As I read through the abstracts, zeroing in on entries between 1650-1710, I came across a surprising mismatch. Some of the same men written in on Gary William’s maps were surveying huge amounts of acreage decades before Charles Briggs (or others) presumably received legalized patents in 1701 (which was before even the House of Burgesses lifted the Blackwater Boundary law in 1705). Remembering the language in the 1693 Royal Charter, I was disturbed by the discrepancy between the college’s proclamation about lands “not yet taken up or possessed” by its subjects, given this evidence. Not only had the land been possessed by native peoples, but settlers had been encroaching on those same lands for years. I was further grieved to remember that disease had a role in this story. Indigenous peoples had died in unfathomable numbers and were left to exercise autonomy on increasingly limited lands. Weakened communities had tightened and contracted, unable to protect the vast swathes of ancestral lands they’d always known.

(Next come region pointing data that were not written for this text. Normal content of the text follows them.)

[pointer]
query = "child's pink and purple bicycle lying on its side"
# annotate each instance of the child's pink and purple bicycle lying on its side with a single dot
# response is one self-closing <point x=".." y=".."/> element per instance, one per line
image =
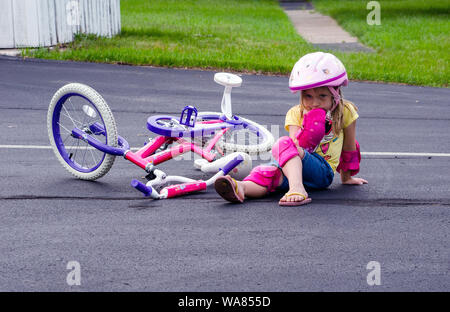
<point x="84" y="137"/>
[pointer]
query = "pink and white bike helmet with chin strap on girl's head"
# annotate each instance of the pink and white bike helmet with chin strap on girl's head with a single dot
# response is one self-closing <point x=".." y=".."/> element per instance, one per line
<point x="318" y="69"/>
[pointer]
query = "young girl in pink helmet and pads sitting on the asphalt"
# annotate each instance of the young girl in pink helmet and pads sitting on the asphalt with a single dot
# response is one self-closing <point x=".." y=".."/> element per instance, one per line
<point x="321" y="141"/>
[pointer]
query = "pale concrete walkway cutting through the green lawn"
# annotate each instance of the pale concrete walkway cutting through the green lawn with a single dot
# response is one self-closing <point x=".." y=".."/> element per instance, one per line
<point x="320" y="30"/>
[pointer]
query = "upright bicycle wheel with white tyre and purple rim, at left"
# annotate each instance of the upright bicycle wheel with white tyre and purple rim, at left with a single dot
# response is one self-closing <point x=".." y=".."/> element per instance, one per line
<point x="78" y="105"/>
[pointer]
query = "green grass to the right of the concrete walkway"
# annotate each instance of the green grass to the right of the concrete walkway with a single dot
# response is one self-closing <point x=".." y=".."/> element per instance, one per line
<point x="412" y="42"/>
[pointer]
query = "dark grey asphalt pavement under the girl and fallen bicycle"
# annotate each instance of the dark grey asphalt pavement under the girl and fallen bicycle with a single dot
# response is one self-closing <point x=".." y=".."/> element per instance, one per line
<point x="124" y="242"/>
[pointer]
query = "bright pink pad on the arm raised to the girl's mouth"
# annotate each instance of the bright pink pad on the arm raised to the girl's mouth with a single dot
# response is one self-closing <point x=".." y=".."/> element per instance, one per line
<point x="313" y="129"/>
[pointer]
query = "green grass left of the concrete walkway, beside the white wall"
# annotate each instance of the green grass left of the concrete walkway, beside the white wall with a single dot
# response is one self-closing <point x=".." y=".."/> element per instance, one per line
<point x="233" y="34"/>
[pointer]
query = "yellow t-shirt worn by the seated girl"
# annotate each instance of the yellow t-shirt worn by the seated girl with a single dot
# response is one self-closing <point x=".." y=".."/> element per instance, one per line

This was not the wholesome mystery-solving moment I hoped for. But as I sat under the library desk light, as if Nancy Drew were unveiling a final clue, I considered again the resiliency of both nature and humanity. I silently closed the books, placing them back on the shelves, and walked through Capitol Square towards the office. What in the world do I do with all this information?

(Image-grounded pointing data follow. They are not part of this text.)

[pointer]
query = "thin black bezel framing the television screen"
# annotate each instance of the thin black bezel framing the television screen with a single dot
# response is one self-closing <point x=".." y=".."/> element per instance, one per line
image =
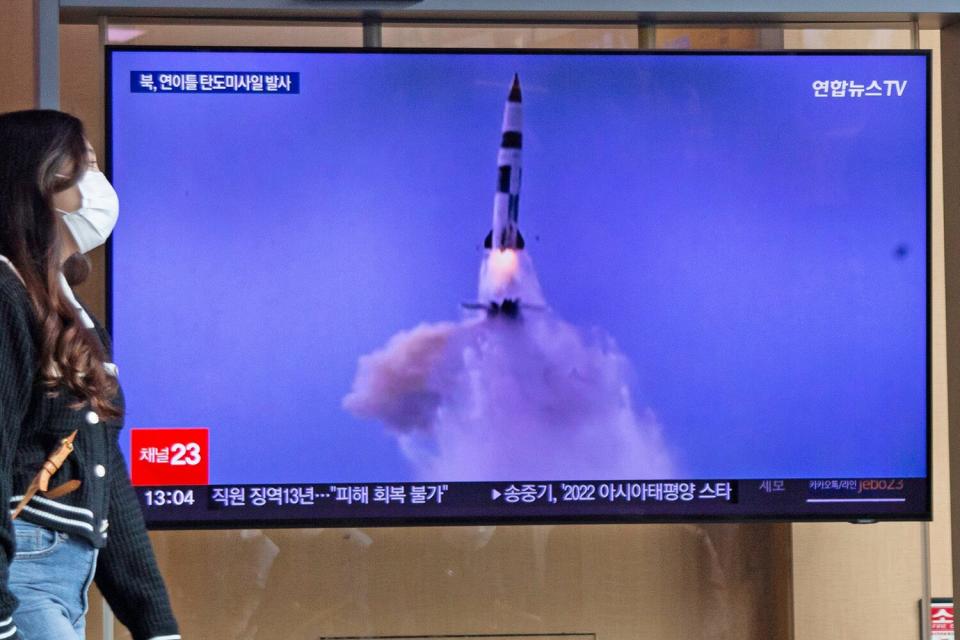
<point x="923" y="515"/>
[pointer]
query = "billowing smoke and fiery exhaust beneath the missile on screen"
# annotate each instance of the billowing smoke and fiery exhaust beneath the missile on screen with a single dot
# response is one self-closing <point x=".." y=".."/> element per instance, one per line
<point x="494" y="398"/>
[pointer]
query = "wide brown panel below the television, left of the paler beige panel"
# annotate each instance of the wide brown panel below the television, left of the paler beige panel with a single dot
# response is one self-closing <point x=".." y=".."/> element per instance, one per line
<point x="669" y="582"/>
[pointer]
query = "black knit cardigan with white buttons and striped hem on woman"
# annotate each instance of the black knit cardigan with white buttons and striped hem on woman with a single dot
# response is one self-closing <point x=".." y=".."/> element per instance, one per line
<point x="104" y="510"/>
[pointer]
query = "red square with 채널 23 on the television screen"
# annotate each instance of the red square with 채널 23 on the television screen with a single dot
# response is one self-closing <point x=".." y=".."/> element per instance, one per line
<point x="169" y="457"/>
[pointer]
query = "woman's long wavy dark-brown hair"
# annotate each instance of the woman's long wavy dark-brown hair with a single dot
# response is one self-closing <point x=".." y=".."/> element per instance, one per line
<point x="36" y="146"/>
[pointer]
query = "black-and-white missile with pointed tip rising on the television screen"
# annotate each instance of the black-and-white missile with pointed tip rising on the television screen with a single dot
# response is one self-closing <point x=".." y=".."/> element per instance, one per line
<point x="506" y="202"/>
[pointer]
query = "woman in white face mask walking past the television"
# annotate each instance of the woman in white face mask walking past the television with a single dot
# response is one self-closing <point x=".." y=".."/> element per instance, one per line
<point x="56" y="378"/>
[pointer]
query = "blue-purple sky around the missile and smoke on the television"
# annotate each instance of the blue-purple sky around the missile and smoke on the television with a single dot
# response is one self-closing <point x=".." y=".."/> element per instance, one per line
<point x="757" y="253"/>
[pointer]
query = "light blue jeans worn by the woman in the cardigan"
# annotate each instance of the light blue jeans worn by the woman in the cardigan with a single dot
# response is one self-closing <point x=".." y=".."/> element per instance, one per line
<point x="50" y="575"/>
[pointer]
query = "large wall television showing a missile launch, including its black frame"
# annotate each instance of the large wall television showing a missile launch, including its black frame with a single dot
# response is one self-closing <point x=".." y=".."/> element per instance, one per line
<point x="430" y="286"/>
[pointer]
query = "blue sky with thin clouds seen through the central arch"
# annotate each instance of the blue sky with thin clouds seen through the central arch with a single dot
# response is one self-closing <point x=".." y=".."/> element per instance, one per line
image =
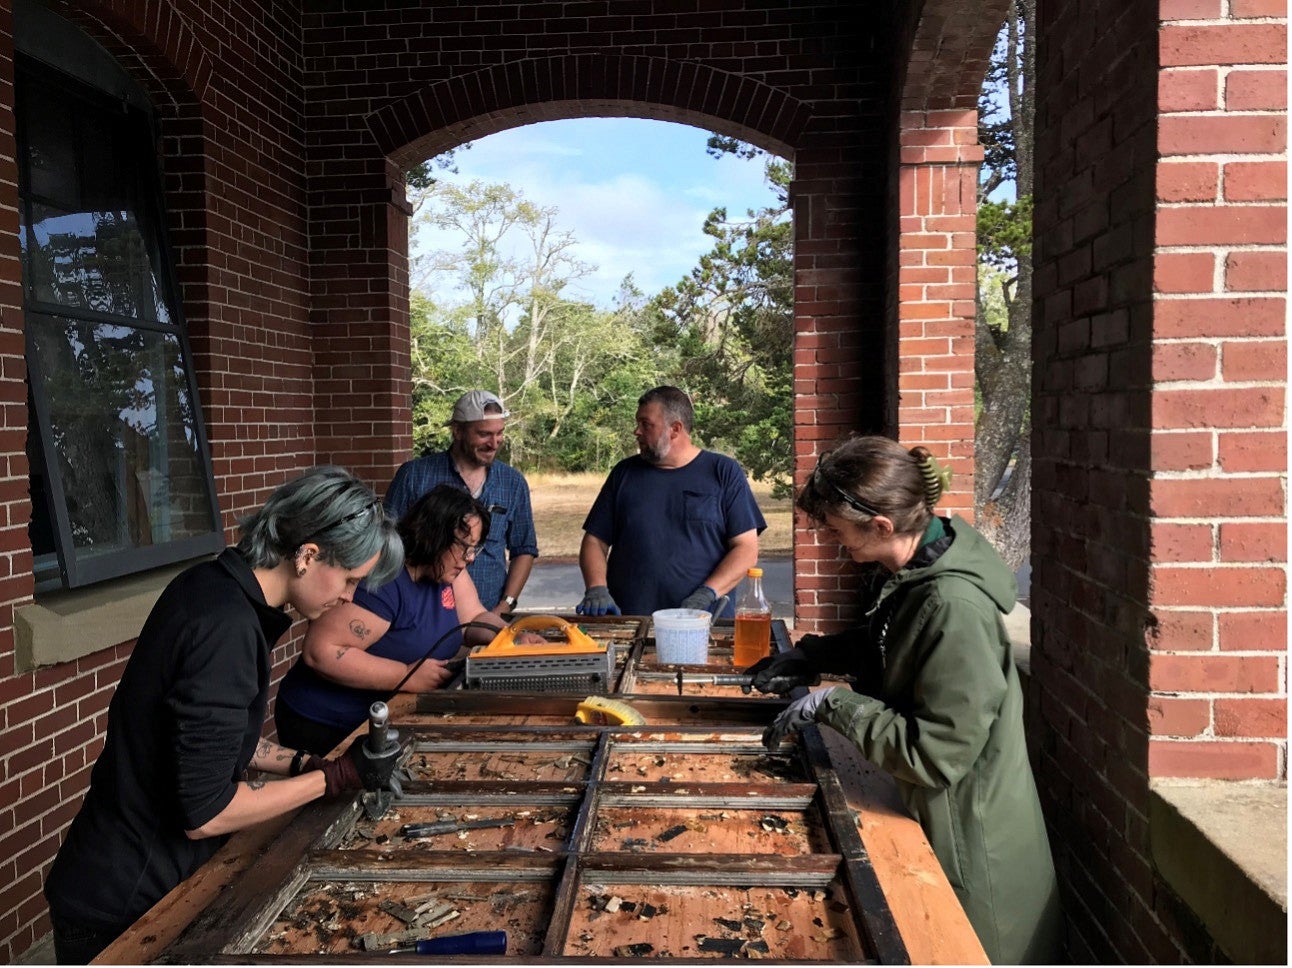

Chapter 7: So the sleuthing continues
Nancy Drew had the audacity to pursue truth despite unknowns at every corner—and sometimes bad guys lurking around them. Though I hardly faced that kind of imminent danger, I did bump into some ugly parts of our collective history. As a Virginia transplant and a new intern at a global organization, I felt like I was swimming in foreign waters. And I was. But instead of turning away, I did what Brian had beckoned me to do. I waded through a murky history towards a more holistic conservation story—one where threatened landscapes now teem with diversity of life, where the marginalization and dispossession Native Americans experienced isn’t the final story, and where TNC conservationists thoughtfully participate in this work and so much more.

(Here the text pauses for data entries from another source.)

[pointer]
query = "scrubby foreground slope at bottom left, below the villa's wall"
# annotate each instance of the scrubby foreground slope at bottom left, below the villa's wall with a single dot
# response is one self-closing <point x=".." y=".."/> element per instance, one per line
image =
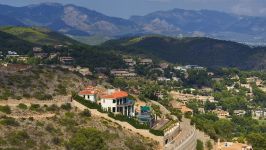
<point x="69" y="129"/>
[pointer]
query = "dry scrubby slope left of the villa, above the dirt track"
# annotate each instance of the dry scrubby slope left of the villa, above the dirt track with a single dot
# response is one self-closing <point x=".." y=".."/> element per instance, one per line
<point x="38" y="82"/>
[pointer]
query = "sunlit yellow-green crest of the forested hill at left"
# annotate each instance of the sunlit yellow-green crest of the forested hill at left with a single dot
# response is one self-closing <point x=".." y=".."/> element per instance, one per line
<point x="41" y="36"/>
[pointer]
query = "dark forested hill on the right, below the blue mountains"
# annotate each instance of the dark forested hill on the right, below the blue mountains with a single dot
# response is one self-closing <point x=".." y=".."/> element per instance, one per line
<point x="201" y="51"/>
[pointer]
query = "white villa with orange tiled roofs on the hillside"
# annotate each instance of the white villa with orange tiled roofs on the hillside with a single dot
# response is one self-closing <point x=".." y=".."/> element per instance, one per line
<point x="112" y="100"/>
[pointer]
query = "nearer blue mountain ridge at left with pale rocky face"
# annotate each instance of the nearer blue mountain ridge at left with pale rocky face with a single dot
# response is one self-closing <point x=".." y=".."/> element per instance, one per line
<point x="68" y="19"/>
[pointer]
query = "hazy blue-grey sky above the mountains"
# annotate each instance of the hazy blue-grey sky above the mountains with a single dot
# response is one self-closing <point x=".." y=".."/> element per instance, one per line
<point x="127" y="8"/>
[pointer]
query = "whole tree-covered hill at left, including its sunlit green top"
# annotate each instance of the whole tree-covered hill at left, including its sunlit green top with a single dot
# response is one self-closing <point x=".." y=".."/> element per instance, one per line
<point x="23" y="39"/>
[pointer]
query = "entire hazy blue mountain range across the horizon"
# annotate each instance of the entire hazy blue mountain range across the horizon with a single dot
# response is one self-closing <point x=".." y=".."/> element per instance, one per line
<point x="79" y="21"/>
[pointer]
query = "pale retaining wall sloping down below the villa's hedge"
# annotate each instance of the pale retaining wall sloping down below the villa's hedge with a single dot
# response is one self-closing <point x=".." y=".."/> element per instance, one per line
<point x="142" y="132"/>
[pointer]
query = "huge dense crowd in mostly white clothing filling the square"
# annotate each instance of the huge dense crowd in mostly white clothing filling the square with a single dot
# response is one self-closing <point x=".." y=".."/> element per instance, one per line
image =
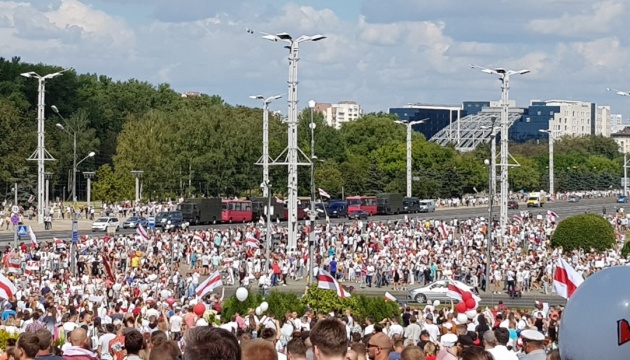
<point x="128" y="295"/>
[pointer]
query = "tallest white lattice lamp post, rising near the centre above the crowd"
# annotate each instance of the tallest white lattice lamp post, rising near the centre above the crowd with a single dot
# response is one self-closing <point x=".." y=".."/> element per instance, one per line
<point x="292" y="151"/>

Though a narrative recounted in my voice, the other characters in this story, the mystery itself, the backdrop to all of it… those are the details that really capture our imaginations, the same ones that kept me awake through the night as an 8-year-old reading The Secret of the Old Clock. Like in those Nancy Drew novels, the main character is hardly the main point. Sleuthing the early history of Sussex County was the adventure of my internship, one that opened my eyes to the challenges of reconstructing generations of humans and their connections to land. My work was just the start of a pathway of learning about the history of the Virginia Pinelands, a pathway that I hope others will continue to explore.
About the Author
Bella Ravella was the summer 2025 Lands & Lives STEP intern, contributing to TNC’s efforts around storytelling that expands our understanding of the places we protect. From Nashville, Tennessee, most recently, Bella received her BA in Faith and Social Justice with a minor in photography from Belmont University. She continues to work on interdisciplinary projects that promote conservation and flourishing communities.